# AlignKGC #

This code repository accompanies the manuscript titled "Multilingual Knowledge Graph Completion With Joint Relation and Entity Alignment".
The code requires a GPU with 12GB+ memory.  BERT and each AlignKGC variant takes 20+ hrs of training.  All models have over 11 million parameters to train.


## Set up the environment ##

```
conda create --name alignkgc-conda python=3.7
conda activate alignkgc-conda
conda install pytorch torchvision torchaudio cudatoolkit=10.2 -c pytorch 
conda install scikit-learn tqdm requests filelock packaging
conda install -c conda-forge tensorboard
pip install transformers==3.3.1
pip install matplotlib
```

To use an RTX A6000 GPU, install the package `nvhpc-21-1-cuda-multi` [from nVidia](https://developer.nvidia.com/nvidia-hpc-sdk-211-downloads), then 

```
$ export LD_LIBRARY_PATH=/opt/nvidia/hpc_sdk/Linux_x86_64/21.1/cuda/11.0/lib64:/opt/nvidia/hpc_sdk/Linux_x86_64/21.1/math_libs/11.0/targets/x86_64-linux/lib:/opt/nvidia/hpc_sdk/Linux_x86_64/21.1/REDIST/math_libs/11.0/targets/x86_64-linux/lib:
```

and substitute some of the above packages with
```
conda install pytorch torchvision torchaudio cudatoolkit=11.0 -c pytorch
```
or whatever is needed for your platform.


## Data import and preparation ##

DBP5L can be downloaded from [here](https://drive.google.com/file/d/1iP_TtB6jAcVnLQJDGawKL4kzk8QyOUaU/view?usp=sharing) (anonymous).

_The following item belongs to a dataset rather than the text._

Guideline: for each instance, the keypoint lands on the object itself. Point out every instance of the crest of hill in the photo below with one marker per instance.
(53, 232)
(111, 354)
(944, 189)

<!---  OpenEA can be downloaded from [here](https://github.com/nju-websoft/OpenEA).  DBP15K can be downloaded from [here](http://ws.nju.edu.cn/jape/). -->

Download `bert-cased.zip` from [zenodo](https://zenodo.org/record/5501704/) (anonymous).

Create a `/path/to/data` folder outside the git working code directory base.
Unpack `DBP-5L` and `bert-cased` into `/path/to/data/` to give two sibling directories `/path/to/data/DBP-5L` and `/path/to/data/bert-cased`.

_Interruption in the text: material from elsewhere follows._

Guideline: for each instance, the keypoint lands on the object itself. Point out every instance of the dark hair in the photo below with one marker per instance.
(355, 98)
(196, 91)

For sampling DBP5L to reveal a fraction of EA and a fraction of RA,

```
python -m importers.dbp5l_sampler --inpath /path/to/data/DBP-5L/
```

Next, to produce inputs for KGCmono, KGCunion and AlignKGC variants, run
```
python -m importers.dbp5l_combiner [--ea_percent 20] [--ra_percent 20] --dbp5l /path/to/data/DBP-5L/
```
You can specify EA and RA sample percents, otherwise standard ranges will be swept.  Subdirectories will be created under `/path/to/data/DBP-5L/combined/` for each percent pair.

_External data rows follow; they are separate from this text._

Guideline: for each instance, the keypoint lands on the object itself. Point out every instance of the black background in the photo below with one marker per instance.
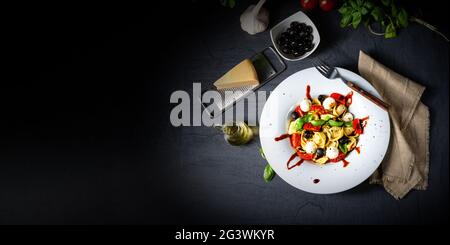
(85, 135)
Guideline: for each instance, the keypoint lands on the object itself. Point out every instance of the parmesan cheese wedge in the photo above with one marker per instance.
(243, 74)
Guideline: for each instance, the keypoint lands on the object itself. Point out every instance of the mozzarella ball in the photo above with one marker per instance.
(347, 117)
(310, 147)
(332, 152)
(329, 103)
(305, 105)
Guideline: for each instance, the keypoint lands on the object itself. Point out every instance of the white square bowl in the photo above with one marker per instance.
(283, 25)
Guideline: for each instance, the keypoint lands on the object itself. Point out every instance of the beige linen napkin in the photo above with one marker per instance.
(405, 165)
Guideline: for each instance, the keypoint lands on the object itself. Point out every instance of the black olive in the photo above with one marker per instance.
(298, 53)
(322, 97)
(344, 140)
(286, 50)
(308, 134)
(320, 152)
(294, 115)
(302, 25)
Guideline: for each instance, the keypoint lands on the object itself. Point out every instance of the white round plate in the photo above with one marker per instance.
(333, 177)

## Training and testing ##

### Fine-tune the combined BERT ###

```
$ python -m mBERT.combined_mBERT --bert_pretrained_path /path/to/data/bert-cased/ --dbp5l_path /path/to/data/DBP-5L/ --combined_base /path/to/data/DBP-5L/combined/
```

This will save fine-tuned mBERT models for a sweep of EA percent.


### Train Jaccard ###

```
./scripts/Jaccard.sh /path/to/data/DBP-5L/ EA RA
```

Here EA is an entity alignment percent (1 or 2 digits) and RA is a relation alignment percent.  Use the percents available from the sampling step above.The model will be written inside a randomly named subdirectory of `/path/to/data/DBP-5L/combined/Combined_EA_RA/model_Jaccard/`.   Each run will create a new randomly named subdirectory.  All parameters will be saved to a file inside this subdirectory.


### Train Asymmetric (Hard-Asymmetric) ###

```
./scripts/Asymmetric.sh /path/to/data/DBP-5L EA RA
```


### Train AlignKGC (Soft-Asymmetric) ###

```
./scripts/AlignKGC.sh /path/to/data/DBP-5L EA RA
```


### Train AlignKGCmBERT (Soft-Asymmetric+mBERT) ###

```
./scripts/AlignKGCmBERT.sh /path/to/data/DBP-5L/ EA RA /path/to/data/bert_cased/
```


### Evaluate entity and relation alignments ###

```
python -m AlignKGC.eval_align --dbp5l /path/to/DBP-5L/ --ea_percent 50 --ra_percent 0 --model_path /path/to/best_valid_model.pt
```

### Evaluate KGC ###

The python entry point in each shell script above has a flag `--eval_only` that prints KGC performance for each language.